Goldman Sachs, Citigroup, JPMorgan, Lehman, Merrill, and Morgan Stanley declined to comment.
'SHORT ON CAPITAL'
With LTCM, major banks each contributed to a $3.65 billion bailout of the hedge fund, allowing it to be wound down in an orderly way.
But this time may be different. The capital of many top banks is already strained by the credit crisis, making them reluctant to fork over funds to help Lehman, whose problems are largely a result of bad bets on the U.S. mortgage market.
"The big concern here is, that the system is short on capital in a big way," said Dan Alpert, banker at Westwood Capital in New York.
"That's a problem--there could be another half a trillion dollars in writedowns, and you have to find that somewhere."

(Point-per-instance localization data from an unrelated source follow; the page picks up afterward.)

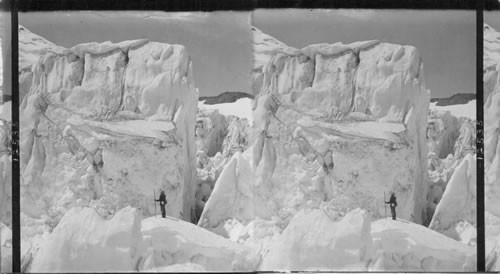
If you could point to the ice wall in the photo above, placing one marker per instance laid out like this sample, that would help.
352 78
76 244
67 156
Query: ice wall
104 125
333 124
491 80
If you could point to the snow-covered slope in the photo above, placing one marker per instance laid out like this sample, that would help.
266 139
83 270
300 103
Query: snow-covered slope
103 125
404 246
458 203
491 79
467 110
6 248
329 121
84 241
312 241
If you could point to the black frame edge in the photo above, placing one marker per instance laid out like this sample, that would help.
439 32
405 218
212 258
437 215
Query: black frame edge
16 202
481 264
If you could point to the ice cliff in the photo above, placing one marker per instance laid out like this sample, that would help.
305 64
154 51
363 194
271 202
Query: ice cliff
334 125
491 82
105 124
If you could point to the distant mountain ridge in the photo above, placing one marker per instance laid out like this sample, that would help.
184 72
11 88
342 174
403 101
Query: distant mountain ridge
455 99
225 97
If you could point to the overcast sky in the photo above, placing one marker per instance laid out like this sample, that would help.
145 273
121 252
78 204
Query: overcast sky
492 18
218 42
445 39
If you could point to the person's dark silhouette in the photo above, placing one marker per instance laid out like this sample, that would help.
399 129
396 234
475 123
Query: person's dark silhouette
393 203
163 202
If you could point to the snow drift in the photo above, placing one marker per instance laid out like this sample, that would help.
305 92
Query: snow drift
458 203
103 125
329 120
6 248
85 241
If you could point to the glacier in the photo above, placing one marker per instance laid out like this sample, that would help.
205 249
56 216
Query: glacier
103 125
281 182
491 145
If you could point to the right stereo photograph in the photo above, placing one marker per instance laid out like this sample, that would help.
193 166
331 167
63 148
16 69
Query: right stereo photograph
491 77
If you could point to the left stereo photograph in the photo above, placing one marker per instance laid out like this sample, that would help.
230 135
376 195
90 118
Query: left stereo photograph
5 144
119 142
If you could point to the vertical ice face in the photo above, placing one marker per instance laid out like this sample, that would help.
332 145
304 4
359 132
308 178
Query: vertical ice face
104 125
333 125
491 81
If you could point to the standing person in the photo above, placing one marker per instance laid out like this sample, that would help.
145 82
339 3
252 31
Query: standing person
393 203
163 202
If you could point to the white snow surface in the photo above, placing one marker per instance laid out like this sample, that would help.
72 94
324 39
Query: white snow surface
491 80
407 246
458 203
103 126
312 241
6 248
464 110
332 128
84 241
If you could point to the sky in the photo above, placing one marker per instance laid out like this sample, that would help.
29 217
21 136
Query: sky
492 18
219 43
445 39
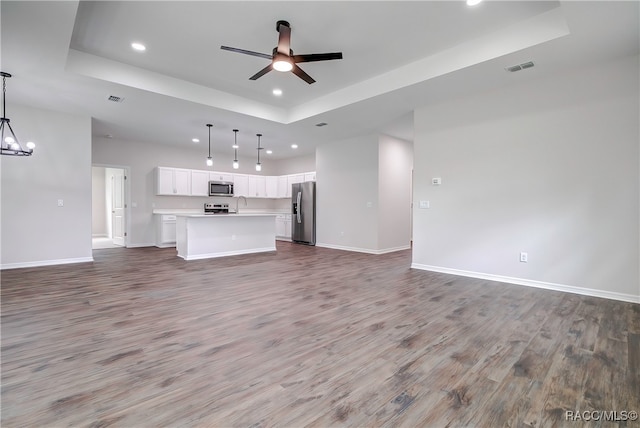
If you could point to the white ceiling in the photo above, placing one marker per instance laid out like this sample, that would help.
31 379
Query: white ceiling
71 56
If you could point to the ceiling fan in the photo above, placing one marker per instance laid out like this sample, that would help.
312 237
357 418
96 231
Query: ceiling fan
282 58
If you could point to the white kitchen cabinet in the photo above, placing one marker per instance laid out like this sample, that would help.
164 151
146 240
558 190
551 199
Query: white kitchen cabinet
257 186
287 226
241 185
271 187
199 183
280 225
173 181
221 176
165 230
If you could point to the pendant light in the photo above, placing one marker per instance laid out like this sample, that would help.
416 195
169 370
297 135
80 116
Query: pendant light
209 159
9 144
236 164
258 165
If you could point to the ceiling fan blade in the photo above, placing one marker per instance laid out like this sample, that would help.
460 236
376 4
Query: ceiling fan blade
317 57
284 37
243 51
301 74
262 72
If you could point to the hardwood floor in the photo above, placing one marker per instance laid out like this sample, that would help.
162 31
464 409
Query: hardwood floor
306 336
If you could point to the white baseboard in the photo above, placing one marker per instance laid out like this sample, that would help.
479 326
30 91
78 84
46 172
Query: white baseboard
228 253
363 250
532 283
45 263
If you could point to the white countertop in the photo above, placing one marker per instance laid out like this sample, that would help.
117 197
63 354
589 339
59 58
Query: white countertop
243 211
227 215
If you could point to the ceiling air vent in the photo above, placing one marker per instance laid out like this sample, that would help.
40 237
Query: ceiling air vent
519 67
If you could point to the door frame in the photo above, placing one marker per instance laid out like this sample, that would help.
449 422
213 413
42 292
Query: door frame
127 197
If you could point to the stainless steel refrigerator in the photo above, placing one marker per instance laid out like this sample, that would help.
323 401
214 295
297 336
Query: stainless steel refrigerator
303 210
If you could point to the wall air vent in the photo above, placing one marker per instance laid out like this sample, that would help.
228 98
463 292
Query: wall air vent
519 67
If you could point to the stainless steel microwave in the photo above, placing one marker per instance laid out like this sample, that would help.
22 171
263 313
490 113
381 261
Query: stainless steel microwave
220 188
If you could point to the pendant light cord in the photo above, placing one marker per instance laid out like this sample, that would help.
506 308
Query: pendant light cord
4 95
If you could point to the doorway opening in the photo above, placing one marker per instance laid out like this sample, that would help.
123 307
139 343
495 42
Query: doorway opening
108 207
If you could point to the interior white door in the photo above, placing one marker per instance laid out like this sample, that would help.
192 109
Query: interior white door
117 206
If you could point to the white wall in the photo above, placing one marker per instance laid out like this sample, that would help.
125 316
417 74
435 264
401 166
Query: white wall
347 179
395 163
296 165
98 202
549 168
363 194
34 230
143 158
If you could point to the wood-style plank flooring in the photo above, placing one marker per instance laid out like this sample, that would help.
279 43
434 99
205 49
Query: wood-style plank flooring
306 336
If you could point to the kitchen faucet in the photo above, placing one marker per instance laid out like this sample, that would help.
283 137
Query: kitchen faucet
238 200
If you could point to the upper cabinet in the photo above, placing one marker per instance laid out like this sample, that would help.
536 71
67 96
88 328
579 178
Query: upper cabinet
199 183
257 186
221 176
173 181
241 185
188 182
271 186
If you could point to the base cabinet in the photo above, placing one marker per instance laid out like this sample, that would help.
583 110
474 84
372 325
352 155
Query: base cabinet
165 230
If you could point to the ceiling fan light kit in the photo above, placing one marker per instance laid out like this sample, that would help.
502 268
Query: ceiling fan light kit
282 58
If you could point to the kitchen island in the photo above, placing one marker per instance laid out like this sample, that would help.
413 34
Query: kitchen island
203 236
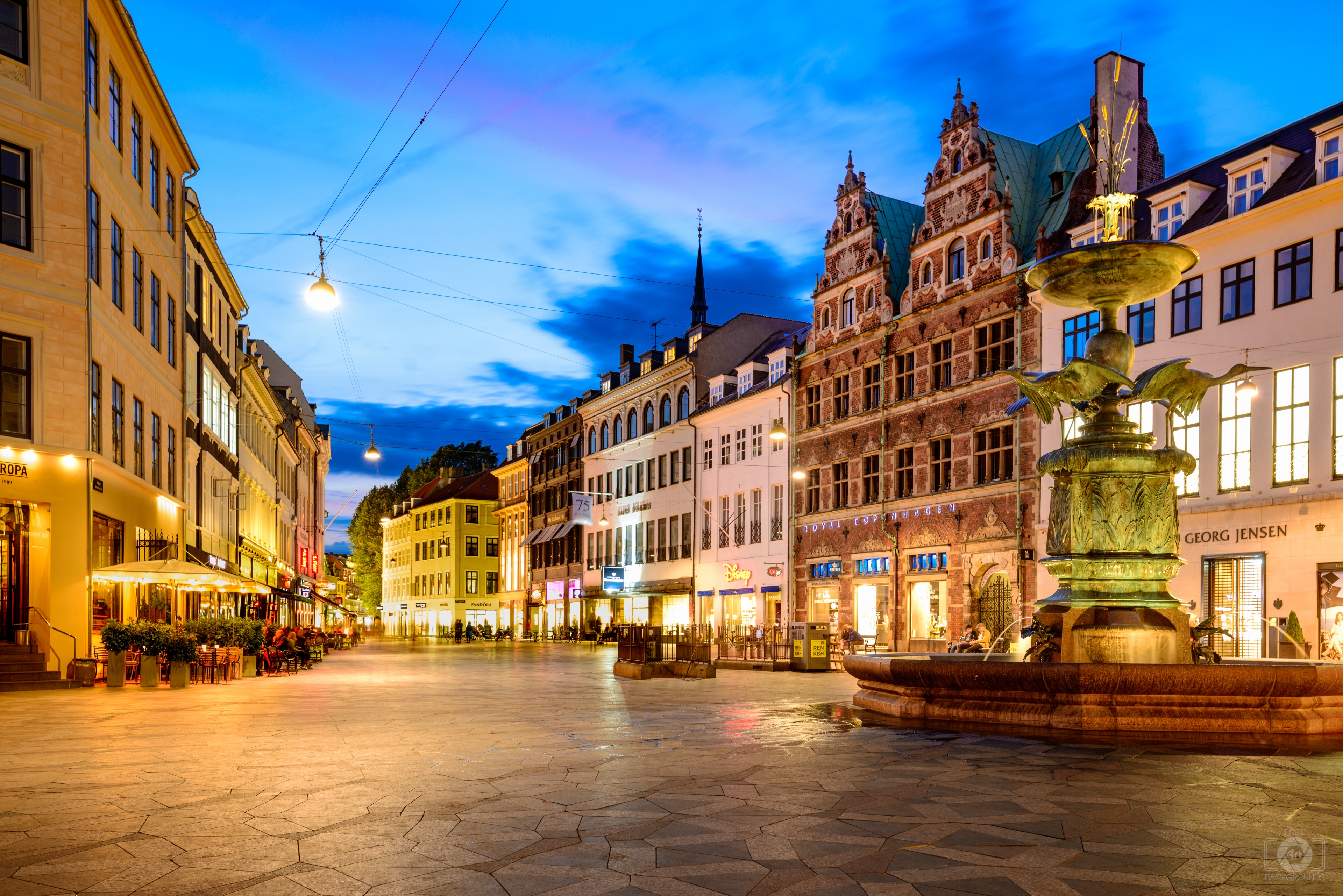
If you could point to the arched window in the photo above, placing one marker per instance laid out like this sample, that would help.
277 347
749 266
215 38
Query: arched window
957 261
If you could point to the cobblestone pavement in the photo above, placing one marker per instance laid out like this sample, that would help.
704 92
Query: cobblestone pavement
528 770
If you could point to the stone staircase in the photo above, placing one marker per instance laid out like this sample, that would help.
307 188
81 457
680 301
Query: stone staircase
25 671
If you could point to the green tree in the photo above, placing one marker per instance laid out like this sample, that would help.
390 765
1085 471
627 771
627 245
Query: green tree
366 524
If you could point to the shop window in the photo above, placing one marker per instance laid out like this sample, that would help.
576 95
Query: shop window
1234 594
1293 425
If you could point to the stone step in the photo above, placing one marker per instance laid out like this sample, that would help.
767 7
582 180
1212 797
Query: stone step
40 684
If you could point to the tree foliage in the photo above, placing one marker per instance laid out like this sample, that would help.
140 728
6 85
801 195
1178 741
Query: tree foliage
366 528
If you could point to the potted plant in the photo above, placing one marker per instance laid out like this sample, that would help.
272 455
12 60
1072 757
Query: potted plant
152 637
249 634
118 637
180 647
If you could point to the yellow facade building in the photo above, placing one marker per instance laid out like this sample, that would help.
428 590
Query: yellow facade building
441 557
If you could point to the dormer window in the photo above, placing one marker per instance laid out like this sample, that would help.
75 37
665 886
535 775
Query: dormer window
957 261
1247 190
1169 218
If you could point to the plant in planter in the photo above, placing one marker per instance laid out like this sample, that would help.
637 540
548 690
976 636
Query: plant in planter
152 640
118 639
182 652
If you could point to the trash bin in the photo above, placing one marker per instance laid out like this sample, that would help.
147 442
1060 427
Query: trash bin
83 671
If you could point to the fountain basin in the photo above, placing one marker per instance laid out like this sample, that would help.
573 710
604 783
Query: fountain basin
1264 698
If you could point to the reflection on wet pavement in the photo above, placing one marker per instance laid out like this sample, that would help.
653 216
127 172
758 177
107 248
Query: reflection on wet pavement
524 770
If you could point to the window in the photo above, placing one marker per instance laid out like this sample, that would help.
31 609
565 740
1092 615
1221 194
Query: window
96 407
119 424
15 195
137 145
137 436
1234 463
137 289
15 386
1078 331
14 29
154 175
1247 190
996 347
841 397
1293 425
1185 437
939 458
1169 218
840 479
156 450
957 261
172 331
904 377
172 461
1239 291
813 406
942 364
1142 321
993 455
1188 307
871 479
872 387
92 69
94 240
813 491
154 310
170 203
115 108
1293 266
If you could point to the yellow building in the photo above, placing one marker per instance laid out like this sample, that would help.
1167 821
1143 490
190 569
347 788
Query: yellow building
91 277
441 555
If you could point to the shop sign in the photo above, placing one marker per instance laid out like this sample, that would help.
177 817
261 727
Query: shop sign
734 573
1234 536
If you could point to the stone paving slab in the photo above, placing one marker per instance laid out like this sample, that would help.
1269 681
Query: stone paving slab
531 770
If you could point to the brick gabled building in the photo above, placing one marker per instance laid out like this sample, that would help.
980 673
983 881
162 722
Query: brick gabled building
916 492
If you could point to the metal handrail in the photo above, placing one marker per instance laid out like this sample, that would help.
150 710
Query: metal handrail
74 642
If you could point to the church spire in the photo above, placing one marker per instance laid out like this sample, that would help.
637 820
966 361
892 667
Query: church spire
699 307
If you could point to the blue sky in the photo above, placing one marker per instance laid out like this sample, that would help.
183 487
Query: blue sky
585 136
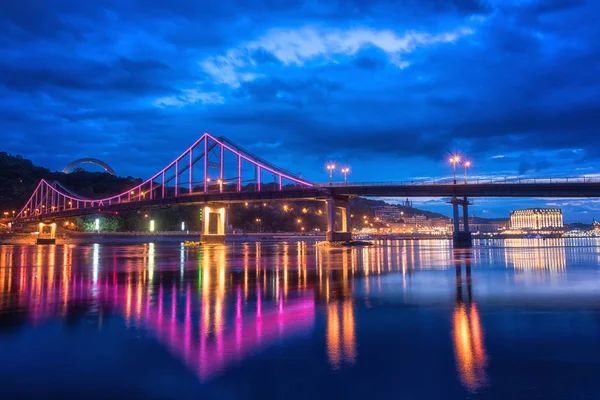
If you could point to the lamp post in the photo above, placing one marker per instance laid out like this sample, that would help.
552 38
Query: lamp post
345 172
454 160
466 164
331 167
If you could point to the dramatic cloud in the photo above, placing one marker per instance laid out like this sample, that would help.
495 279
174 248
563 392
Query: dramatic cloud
390 88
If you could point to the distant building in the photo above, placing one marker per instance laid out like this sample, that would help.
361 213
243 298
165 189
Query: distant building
536 218
387 213
415 219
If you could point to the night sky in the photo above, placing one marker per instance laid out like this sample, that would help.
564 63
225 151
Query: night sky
389 88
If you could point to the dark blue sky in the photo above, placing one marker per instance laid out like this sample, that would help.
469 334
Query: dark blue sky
390 88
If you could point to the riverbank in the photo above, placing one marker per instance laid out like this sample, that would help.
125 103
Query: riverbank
150 237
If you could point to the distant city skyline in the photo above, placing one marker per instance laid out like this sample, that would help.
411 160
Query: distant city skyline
388 89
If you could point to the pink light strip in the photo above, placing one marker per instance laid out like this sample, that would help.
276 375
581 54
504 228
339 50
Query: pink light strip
40 195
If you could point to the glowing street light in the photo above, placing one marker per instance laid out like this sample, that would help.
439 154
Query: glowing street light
466 164
455 160
331 167
345 172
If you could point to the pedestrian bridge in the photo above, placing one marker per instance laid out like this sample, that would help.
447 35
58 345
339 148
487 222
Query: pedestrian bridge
214 172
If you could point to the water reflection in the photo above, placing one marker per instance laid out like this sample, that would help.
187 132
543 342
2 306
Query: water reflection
215 306
467 332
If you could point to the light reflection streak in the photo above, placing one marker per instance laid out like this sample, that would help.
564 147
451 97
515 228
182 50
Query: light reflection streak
467 332
200 318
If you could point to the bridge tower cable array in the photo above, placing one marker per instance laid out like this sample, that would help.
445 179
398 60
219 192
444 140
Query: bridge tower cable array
210 165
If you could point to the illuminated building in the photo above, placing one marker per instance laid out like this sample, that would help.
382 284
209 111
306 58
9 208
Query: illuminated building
387 213
536 218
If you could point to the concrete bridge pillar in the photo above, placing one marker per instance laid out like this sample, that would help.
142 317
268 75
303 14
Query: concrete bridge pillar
466 215
47 233
214 223
345 233
461 239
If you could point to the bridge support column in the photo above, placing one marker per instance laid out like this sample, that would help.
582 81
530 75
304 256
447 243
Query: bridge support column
215 220
466 215
345 234
461 239
47 233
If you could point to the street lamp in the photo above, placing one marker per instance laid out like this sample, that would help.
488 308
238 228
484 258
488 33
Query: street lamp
331 167
466 164
455 160
345 172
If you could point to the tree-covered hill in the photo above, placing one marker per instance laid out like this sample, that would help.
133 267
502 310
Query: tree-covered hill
19 177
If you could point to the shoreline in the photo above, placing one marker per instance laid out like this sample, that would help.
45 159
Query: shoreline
180 237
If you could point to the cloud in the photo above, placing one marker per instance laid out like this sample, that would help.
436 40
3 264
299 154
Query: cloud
190 96
296 47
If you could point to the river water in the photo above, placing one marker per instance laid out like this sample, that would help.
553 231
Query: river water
507 319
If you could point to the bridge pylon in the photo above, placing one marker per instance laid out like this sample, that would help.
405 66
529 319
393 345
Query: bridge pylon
461 239
344 231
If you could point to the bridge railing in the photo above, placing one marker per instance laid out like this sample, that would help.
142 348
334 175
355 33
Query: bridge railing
474 181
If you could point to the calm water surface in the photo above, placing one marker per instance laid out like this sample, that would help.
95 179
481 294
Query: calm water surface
402 319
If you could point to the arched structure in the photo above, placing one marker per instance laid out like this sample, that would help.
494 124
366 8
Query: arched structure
102 164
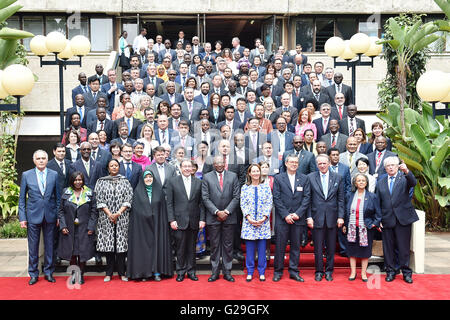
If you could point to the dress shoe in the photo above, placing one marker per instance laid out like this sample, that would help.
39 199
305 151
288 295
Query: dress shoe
390 277
213 278
228 277
276 278
407 278
296 277
318 276
193 277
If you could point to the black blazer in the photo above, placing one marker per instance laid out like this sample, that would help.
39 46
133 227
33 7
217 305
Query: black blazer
186 212
136 173
397 206
371 211
286 201
332 207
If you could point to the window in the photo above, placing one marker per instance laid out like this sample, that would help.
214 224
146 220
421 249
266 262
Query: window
35 25
55 24
101 34
304 34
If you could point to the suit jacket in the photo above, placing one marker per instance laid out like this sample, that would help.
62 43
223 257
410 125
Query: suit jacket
286 201
344 128
346 90
371 210
185 211
341 141
136 173
95 171
134 131
397 206
325 210
111 96
89 101
373 162
215 199
33 206
63 179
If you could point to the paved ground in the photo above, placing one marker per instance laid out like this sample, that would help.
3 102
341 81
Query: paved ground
13 256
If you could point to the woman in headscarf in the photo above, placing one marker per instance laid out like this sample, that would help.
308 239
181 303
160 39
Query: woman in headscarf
149 252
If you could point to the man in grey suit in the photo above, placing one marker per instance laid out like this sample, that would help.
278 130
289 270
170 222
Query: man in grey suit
220 193
183 202
334 139
351 155
161 170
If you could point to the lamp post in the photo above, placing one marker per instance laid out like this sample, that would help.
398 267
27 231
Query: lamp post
63 49
17 81
358 45
434 86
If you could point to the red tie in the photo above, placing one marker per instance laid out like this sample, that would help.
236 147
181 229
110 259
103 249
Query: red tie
221 181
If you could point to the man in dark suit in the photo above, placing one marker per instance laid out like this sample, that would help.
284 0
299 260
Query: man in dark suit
38 207
90 98
334 138
220 194
112 89
339 87
327 201
376 158
290 216
91 169
350 123
186 216
81 88
161 170
129 169
398 214
131 121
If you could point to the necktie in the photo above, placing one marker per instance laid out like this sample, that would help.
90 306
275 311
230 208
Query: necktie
325 185
391 184
128 172
221 181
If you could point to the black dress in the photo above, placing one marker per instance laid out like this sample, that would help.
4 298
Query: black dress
149 249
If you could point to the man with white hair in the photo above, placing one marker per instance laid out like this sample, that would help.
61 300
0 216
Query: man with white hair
398 214
38 207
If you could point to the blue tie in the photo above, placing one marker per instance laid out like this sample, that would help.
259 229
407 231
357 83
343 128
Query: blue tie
391 184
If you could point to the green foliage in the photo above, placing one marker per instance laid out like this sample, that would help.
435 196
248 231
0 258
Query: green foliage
12 230
426 151
387 89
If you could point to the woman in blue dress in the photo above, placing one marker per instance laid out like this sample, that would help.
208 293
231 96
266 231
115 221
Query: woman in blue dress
256 205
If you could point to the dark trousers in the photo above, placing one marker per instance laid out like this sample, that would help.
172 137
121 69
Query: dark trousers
115 259
221 241
251 247
398 238
284 233
34 234
320 237
185 250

Also, while LTCM was a client of most Wall Street firms, Lehman is a competitor.
"I'm not sure why Goldman Sachs would want to keep Lehman in business," said Charles Peabody, analyst at independent research firm Portales Partners in New York.
He called a "pre-packaged bankruptcy" the best possible scenario for Lehman since it would keep the bank's broker dealer operating subsidiary intact even if largely wiping out equity holders and hurting bondholders.
Lehman has hired law firm Weil Gotshal & Manges to prepare a potential bankruptcy filing, the Wall Street Journal reported, citing a person familiar with the matter.
Underscoring the markets' fragility, Merrill's shares tumbled 12 percent on Friday, while those of insurer American International Group Inc fell more than 30 percent.
Washington Mutual Inc, the largest savings and loan, lost 3.5 percent, bringing its decline so far this year to 80 percent.
All three companies have varying degrees of exposure to the mortgages and other toxic assets that appear to have been Lehman's undoing.
Lehman has about $46 billion of commercial and residential real estate on its books.
Although the bank has reduced its leverage, or debt relative to assets, it still has about $600 billion of assets supported by some $30 billion of equity, meaning the value of its assets need only decline by 5 percent to make the company worthless.
In a world where financial institutions are reducing their leverage globally, prices for many different kinds of assets are falling.
One key source of pressure on Lehman is its debt ratings.
All three rating agencies said ratings cuts for Lehman were a possibility, as confidence in the firm erodes.
Moody's Investors Service said on Wednesday that Lehman must enter a "strategic transaction with a stronger financial partner" to avoid having its ratings cut to near-junk levels.
Such a ratings cut would make it difficult for Lehman to compete in businesses such as long-term interest-rate derivatives. Ratings downgrades could force the firm to post billions of dollars of additional collateral with its trading partners, further straining the bank's balance sheet.
Germany's finance minister said on Saturday he expected a solution for Lehman by Monday, as European policymakers worried about the market impact of the firm's woes.
Worries about Lehman were also heard on the presidential campaign trail, where top economic advisers to Democratic candidate Barack Obama and Republican candidate John McCain argued for a private solution to Lehman's problems.